L’important travail de Judd sur le plan de l’architecture révèle, sous un autre angle, l’attention portée à ce « point de contact ». On connaît ses griefs à l’encontre des conditions d’exposition au sein des institutions, et sa conception du musée idéal, qu’il concrétise, à partir de 1973, à Marfa (Texas)[15], concevant dans cette ancienne base militaire des espaces d’exposition, de travail et de vie, où s’articulent les relations entre ses œuvres, sa collection, le mobilier. La visibilité de l’œuvre est conditionnée par un aménagement adéquat de l’environnement, sans que l’œuvre elle-même y soit indexée ni qu’elle fusionne avec son cadre architectural.
Dès lors, la frontière est mince entre la conception et l’exposition d’une œuvre et un travail d’aménagement, voire de décorateur. Une fois franchie, émerge une nouvelle fonction de l’artiste en concepteur d’espaces. La présence récurrente de la figure de l’artiste en designer, des pratiques dites hybrides, indexées à l’espace ou au temps de l’exposition, autant que la recherche de nouvelles voies de production et de diffusion semblent aujourd’hui avoir fait l’objet d’une acceptation basée sur la valorisation de l’usage, la volonté de « désacraliser » l’art, ou au moins de le séculariser. Réfléchir aux conditions d’élaboration de cette situation, c’est à quoi ce texte a tenté d’introduire, en remontant la piste de ses filiations « pop » et minimalistes.
[1] Donald Judd, « Specific objects », Art Yearbook, 1965.
[2] Theodor Adorno, L’art et les arts, éd. Desclée de Brouwer, Paris 2002.
[3] Lawrence Alloway, « The arts and the mass-media », in Architectural design, 1958.
[4] Sur la réception de Dada aux Etats-Unis dans les années 1950, voir Judith Delfiner « Quelques gouttes de sauvagerie sur Manhattan », Les Cahiers du Mnam n° 93, automne 2005.
[5] Barbara Rose, « The politics of art, part II », Artforum, New York, janvier 1969.

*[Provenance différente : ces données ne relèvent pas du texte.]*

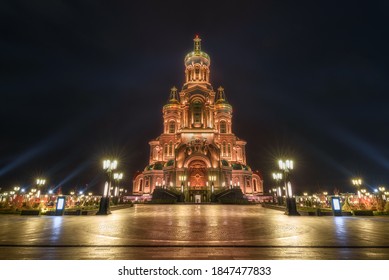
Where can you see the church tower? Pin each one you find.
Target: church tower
(197, 153)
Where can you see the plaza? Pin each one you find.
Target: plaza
(194, 231)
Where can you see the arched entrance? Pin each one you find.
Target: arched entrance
(197, 191)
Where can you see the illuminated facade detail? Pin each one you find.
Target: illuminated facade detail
(197, 153)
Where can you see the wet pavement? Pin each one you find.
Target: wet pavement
(194, 232)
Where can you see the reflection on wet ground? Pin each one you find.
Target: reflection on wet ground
(194, 232)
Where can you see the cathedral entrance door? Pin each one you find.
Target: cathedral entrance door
(197, 174)
(198, 180)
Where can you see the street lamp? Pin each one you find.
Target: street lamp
(108, 166)
(277, 177)
(382, 190)
(117, 177)
(39, 183)
(212, 179)
(182, 179)
(286, 166)
(357, 182)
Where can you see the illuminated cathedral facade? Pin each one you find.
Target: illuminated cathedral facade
(197, 154)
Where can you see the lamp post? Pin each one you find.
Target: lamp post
(39, 183)
(286, 166)
(382, 190)
(182, 179)
(108, 166)
(277, 177)
(357, 182)
(117, 177)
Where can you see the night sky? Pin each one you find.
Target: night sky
(84, 80)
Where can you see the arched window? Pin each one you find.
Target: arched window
(170, 148)
(140, 186)
(172, 127)
(166, 150)
(155, 153)
(197, 112)
(223, 127)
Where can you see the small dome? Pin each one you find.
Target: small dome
(155, 166)
(239, 166)
(197, 56)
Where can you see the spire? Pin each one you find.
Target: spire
(197, 44)
(173, 95)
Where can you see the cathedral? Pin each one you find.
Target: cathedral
(197, 154)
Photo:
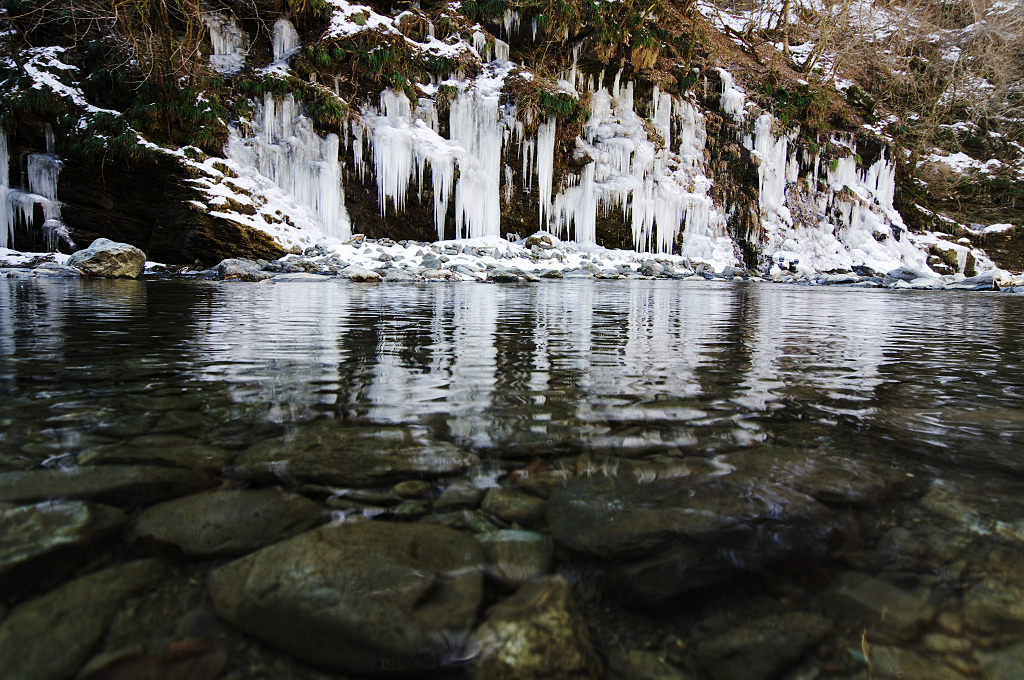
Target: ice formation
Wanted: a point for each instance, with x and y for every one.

[6] Sur ce sujet, voir notamment Les Shakers, vie communautaire et design avant Marx et le Bauhaus, Édition du CCI-CGP, Paris 1976.

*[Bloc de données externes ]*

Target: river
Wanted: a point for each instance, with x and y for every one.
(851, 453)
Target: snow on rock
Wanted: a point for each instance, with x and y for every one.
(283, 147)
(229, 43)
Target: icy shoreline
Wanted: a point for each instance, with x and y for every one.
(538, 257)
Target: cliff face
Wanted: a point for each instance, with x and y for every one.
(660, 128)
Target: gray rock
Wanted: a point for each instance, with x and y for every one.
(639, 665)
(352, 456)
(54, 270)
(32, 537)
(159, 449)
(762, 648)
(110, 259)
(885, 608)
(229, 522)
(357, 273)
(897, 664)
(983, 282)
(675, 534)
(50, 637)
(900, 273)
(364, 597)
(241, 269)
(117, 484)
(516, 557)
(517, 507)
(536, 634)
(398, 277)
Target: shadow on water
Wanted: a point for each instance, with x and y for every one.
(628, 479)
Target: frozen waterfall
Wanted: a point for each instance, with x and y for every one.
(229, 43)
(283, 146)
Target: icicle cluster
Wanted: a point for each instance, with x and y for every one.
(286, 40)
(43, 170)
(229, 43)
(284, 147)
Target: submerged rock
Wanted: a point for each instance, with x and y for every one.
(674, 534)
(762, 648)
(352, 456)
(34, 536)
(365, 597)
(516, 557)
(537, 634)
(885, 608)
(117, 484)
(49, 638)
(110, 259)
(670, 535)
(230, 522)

[7] R. Loewy, La laideur se vend mal, 1963.
[8] Bien que britanniques, Laing et Phillips ont réalisé Hybrid à New York. Sur les rapports entre beaux-arts et arts populaires ou appliqués en Grande-Bretagne, je renvoie à mon compte-rendu de l’exposition Stroll on (commissariat d’Eric de Chassey, Mamco, Genève 2005), in Art 21 #5, décembre-janvier 2005-06.
[9] Cette tendance a fait l’objet d’une importante exposition, The new domestique landscape, (Moma, New York, 1972).
[10] Marcia Tucker « Shared space. Contemporary sculpture and its environment », in 200 years of american sculpture, Whitney museum 1976.
[11] Clement Greenberg, « Recentness of sculpture », Art International, avril 1967. Good design était une série d'expositions de mobilier moderne. Voir James Meyer, Minimalism, art and polemics in the sixties (Yale University Press, New Haven et Londres, 2001), en particulier le chapitre « Recentness of sculpture : minimalism and Good design » (p. 210-221).
[12] Donald Judd, « In the galleries : Richard Artschwager », Arts Magazine, mars 1965.
[13] « The object : still life », interview d’Artschwager par Jan McDevitt, Craft Horizons, sept-oct. 1965.
[14] Sur un aspect des descendances communes au minimalisme et au pop art, voir « Minimal pop » (Commissariat Petra Bungert & Friederike Nymphius), in Peinture : cinq regards, Éditions du regard, Galerie les filles du calvaire, Paris-Bruxelles 2005, ainsi que mon compte-rendu de cette exposition in L’art même #26, 1er trimestre 2005.